Fig 11. Combined loss of cep290 and arl13b does not exacerbate cone degeneration or rhodopsin trafficking defects.

Fig 11

Panels show immunohistochemical analysis of dorsal retinas from wild-type (top), cep290fh297/fh297 (middle), and cep290fh297/fh297;arl13b+/- mutants (bottom) at 6 months of age stained with (A) PNA (red) and Zpr-1 (green) to label cone photoreceptor; (B) Zpr-3 to label rhodopsin; or (C) GRK1 to label rhodopsin kinase.
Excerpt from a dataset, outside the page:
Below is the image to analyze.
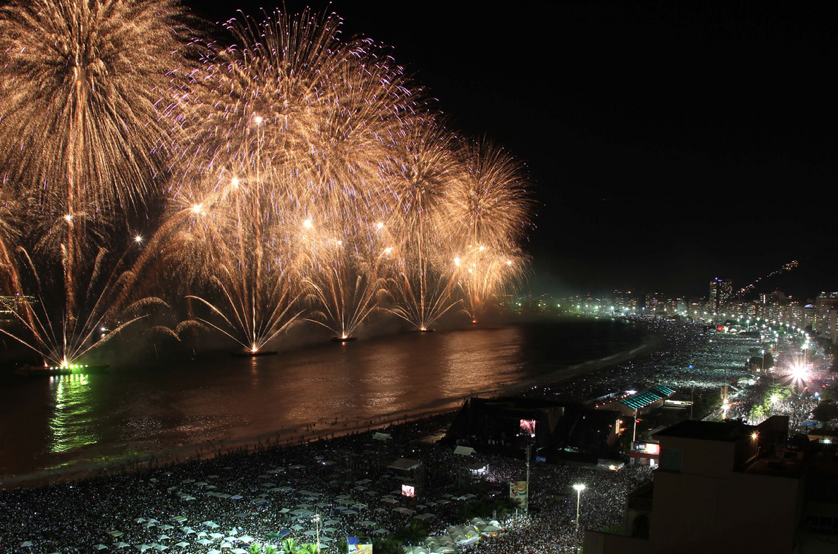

ROS, rod outer segments; COS, cone outer segments; ONL, outer nuclear layer; OPL, outer plexiform layer; INL, inner nuclear layer; IPL, inner plexiform layer; RGC, retinal ganglion cells. Scale bar: 50 μm. (D) Quantification of cone outer segment density or (E) rhodopsin mislocalization from the indicated genotypes at 6 months of age. See methods section for details on quantification. Removing one allele of arl13b from a cep290fh297/fh297 mutant background had no effect on cone degeneration or rhodopsin mislocalization. At least 5 unique fish over at least 2 independent experiments were evaluated. ** P < 0.001; *** P < 0.0005; **** P < 0.0001 as determined by a 1-way ANOVA with a Multiple Comparisons test and Tukey corrections. Data represented as means ± s.e.m.